Мисс Догерти вошла в наш дом осенью 1899 года в качестве гувернантки с особой задачей обучения английскому. Сознавая, что мой английский плох, а время поджимает, отец взялся за дело с присущей ему энергией, и разместил объявления об учителе с проживанием в газетах вплоть до самой Праги и Брюнна. Выказал он и немалую долю врожденной крестьянской сметки, сообразив, что девять месяцев моего живого обучения станут заодно хорошим вложением в моего брата, который склонялся к армейской карьере, и со знанием языков мог рассчитывать на штабную должность, а то и на пост военного атташе. План-то замечательный, но как его осуществить? В итоге, острая нехватка носителей английского в такой провинциальной дыре как Хиршендорф привела к тому, что у нашего родителя не осталось права вдаваться в характер и историю единственной персоны, откликнувшейся на предложение. Если называть вещи своими именами, хоть я тогда их значения и не понимал, мисс Догерти была из «падших женщин». Впрочем, народ в Хиршендорфе обиняков не любил, и ее величали попросту «ирландской шлюхой». Не подвергался скрупулезному исследованию и вопрос национальной принадлежности. Девушка говорила по-английски и являлась подданной королевы Виктории, а этого, с точки зрения отца, было вполне достаточно.
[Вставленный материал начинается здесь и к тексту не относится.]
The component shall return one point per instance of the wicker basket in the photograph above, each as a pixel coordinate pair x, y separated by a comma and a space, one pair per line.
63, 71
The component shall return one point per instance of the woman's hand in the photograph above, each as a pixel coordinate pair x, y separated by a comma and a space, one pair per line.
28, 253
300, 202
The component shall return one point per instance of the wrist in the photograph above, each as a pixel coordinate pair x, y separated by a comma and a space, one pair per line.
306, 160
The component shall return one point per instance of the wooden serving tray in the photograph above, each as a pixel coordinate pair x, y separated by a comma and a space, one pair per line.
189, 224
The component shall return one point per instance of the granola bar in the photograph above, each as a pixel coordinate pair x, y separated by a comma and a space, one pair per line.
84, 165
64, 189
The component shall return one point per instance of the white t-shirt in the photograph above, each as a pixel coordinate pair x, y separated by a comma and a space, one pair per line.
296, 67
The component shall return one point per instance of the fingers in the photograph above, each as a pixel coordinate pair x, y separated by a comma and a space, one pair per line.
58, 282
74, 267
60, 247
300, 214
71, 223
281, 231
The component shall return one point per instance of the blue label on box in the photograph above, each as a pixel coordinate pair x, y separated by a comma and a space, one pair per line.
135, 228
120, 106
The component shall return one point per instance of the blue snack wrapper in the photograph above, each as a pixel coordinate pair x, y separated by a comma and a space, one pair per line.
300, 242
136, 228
На диво неосведомленный о мире за пределами Австрии, папа полагал, что любой уроженец Ирландии, говорящий по-английски, должен считаться англичанином, так же как говорящий по-немецки житель Венгрии почитает себя немцем, а не венгром.

– Будь она ирландкой, то и говорила бы по-ирландски – рассудительно заметил он. – А раз по-английски, значит англичанка.

Но кем бы ни была мисс Кэтлин Догерти, то уж точно не англичанкой. На момент появления у нас ей было примерно тридцать пять. Родилась она в Маллоу, в графстве Корк, училась музыке в Дублине, потом в Королевской академии в Лондоне. Затем ухала в Лейпциг, где оказалась под началом у Брамса – в буквальном смысле, если верить сплетням,  – затем стала любовницей композитора Вальдштейна, а после него целого ряда тогдашних центрально-европейских сочинителей музыки, а закончила содержанкой князя фон Регница. Глядя на нее, не составляло труда понять причину такой карьеры. Скорее миловидная, чем красивая, мисс Кэтлин обладала тем не менее привлекательной внешностью: точеные, правильные черты лица, густые волосы цвета воронова крыла (к тому времени уже начинавшие немного седеть), и волнующий взгляд, который вкупе с орлиным носом и острым подбородком придавал ей неуютное сходство с хищной птицей, реющей в поисках очередной добычи. При князе она продержалась два года, и обитала по большей части в Биарице и в Локарно, но в последнее время осела в замке Регниц, откуда была изгнана после бурной ссоры. На жизнь ей пришлось зарабатывать уроками игры на пианино.